Les esprits plus sérieux sont moins agités que les précédents. Et les constats des siècles
passés leur fait prendre en considération les conclusions obtenues par les intelligences qui
comprennent ce premier danger de la foule, source d'égarement. « Moi, je suis d'avis qu'une chose,
bien qu'elle ne soit pas honteuse en elle-même, semble cependant l'être puisqu'elle est louée par la
foule. » (Cicéron, De Finibus, 2, 15). Pour déjouer ces mouvements populaires et populistes qui
mènent la gouvernance comme les gouvernés vers l'impasse, il convient de se former à la science
politique en particulier et à la philosophie en universel. Or dans ce domaine, il y a un maître, celui
qui fût le père de la pensée aristocratique occidentale, laquelle gouverna 2000 ans après lui :
Aristote. Il va produire la civilisation hellénique et le réalisme en philosophie. Ses successeurs
influencèrent l'occident jusqu'à la forme du régime. Cette pensée nourrît la France en particulier qui
la conjugua avec les révélations catholiques vers le paraclet. L'âge d'or français naquit et des esprit
chevaleresques et brillants virent le jour comme nulle par ailleurs. Saint Thomas d'Aquin en fit la
somme. Cette philosophie repose sur une méthode dont l'accès peut sembler difficile aux
intelligences communes qui arpentent les plateaux de télévision tout en ne sachant pas même la
différence entre la substance et l'essence d'un sujet... mais pour le Français lambda qui s'en instruit,
elle devient simple et d'une efficacité redoutable. « Comme le dit Cicéron, ce qui a paru dur
s’adoucit par l’usage. » ( Quintilien, Institution Oratoire, Livre 1, chapitre 5).
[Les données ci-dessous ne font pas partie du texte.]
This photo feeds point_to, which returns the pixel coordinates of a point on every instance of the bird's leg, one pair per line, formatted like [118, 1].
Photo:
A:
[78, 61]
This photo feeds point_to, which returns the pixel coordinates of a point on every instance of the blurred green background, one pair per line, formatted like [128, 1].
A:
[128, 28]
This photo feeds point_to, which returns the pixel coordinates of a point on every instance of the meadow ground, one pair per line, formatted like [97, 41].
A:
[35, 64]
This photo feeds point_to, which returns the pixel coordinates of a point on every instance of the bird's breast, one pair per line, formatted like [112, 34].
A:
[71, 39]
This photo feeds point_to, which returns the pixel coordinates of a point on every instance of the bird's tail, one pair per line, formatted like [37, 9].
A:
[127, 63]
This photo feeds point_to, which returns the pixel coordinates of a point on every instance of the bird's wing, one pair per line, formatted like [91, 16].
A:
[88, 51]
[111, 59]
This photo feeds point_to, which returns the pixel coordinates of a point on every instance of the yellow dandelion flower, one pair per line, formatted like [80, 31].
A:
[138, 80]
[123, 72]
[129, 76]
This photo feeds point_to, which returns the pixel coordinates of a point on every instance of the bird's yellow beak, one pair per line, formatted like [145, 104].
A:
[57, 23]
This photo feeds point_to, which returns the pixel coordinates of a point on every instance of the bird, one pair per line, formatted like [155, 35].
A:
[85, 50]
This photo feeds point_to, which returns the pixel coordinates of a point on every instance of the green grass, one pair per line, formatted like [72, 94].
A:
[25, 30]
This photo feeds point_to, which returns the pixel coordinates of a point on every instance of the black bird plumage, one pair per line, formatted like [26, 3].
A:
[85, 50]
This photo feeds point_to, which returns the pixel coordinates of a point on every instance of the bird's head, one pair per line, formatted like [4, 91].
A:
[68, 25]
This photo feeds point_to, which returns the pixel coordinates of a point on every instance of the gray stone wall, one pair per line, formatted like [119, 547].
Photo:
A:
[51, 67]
Conférence : initiation à la pensée droite.
https://www.youtube.com/watch?v=TGSDeMXp0sY


Cette philosophie présente une méthode, laquelle a plusieurs particularités. Elle est
polymorphe, car à chaque sujet la méthode s'adapte et permet d'en faire une correcte appréhension.
Elle est pluridisciplinaire, car un sujet appartient à un certain domaine, et il convient qu'un sujet
politique et un sujet poétique ne soient pas traités de la même façon. Elle est universelle car il n'y a
pas de sujet qui lui échappe, qu'il soit matériel ou immatériel. Et elle est fondatrice de ce que les
Français appellent « le bon sens » chez ceux qui n'ont pas terminé leur instruction mais qui s'y
conforment sans le savoir. Ce faisant, la méthode exigent de ceux qui la pratiquent une application
particulière à condamner l'usage « des idées » dans l'action. « La bonne délibération est une
certaine rectitude. » (Aristote, Ethique à Nicomaque, tr. J. Tricot, 6, 10). Mais dans une société qui                                                                                                                          abreuve ses esclaves naturels de chimères platoniciennes par des contenus invraisemblables,
prendre en considération cette menace idéaliste est déjà une difficulté que peu seront prêts à relever.
La même remarque est faite en religion. C'est pourtant l'enseignement de cette philosophie et de la
religion catholique qui permet le mieux de saisir la pensée des aristocrates français qui ont fait la
France. « Mais s'il est peu de personnes qui soient portées pour la noblesse, est-ce notre faute ? »
(Cicéron, Plaidoyer pour Plancius, 7). Cela relève du libre arbitre. L'important est que tous, les plus
droits comme les plus déréglés, en soient informés pour leur donner l'opportunité de choisir.
Conférence : les idéologies et la réponse philosophique.
https://www.youtube.com/watch?v=WDuUA51_dXc

Les Français qui poursuivent les deux apprentissages -philosophique et théologique-
découvrent alors ce qu'est la noblesse de l'âme et acquièrent le discernement des dangers guettant la                                                                                                                  roture qui en est dépourvue (sauf accident). Or la philosophie conclue à la mise en œuvre de la
vertu. L'esprit édifié se trouvera alors dans le devoir de réagir pour protéger les sujets de France de
leurs propres égarements et de ceux des autres qui les dominent. « Vous vous affermirez contre
l'infortune , en jetant les yeux sur les misères d'autrui, et en vous rappelant que vous êtes hommes. »
(Pensées morales d'Isocrate, CXXX). Lorsque le discernement grandit, les dérèglements
apparaissent. L'organisation de ceux-ci deviennent systémiques. Ils s'immiscent de façon insidieuse
dans le droit, jusque dans l'écriture des lois.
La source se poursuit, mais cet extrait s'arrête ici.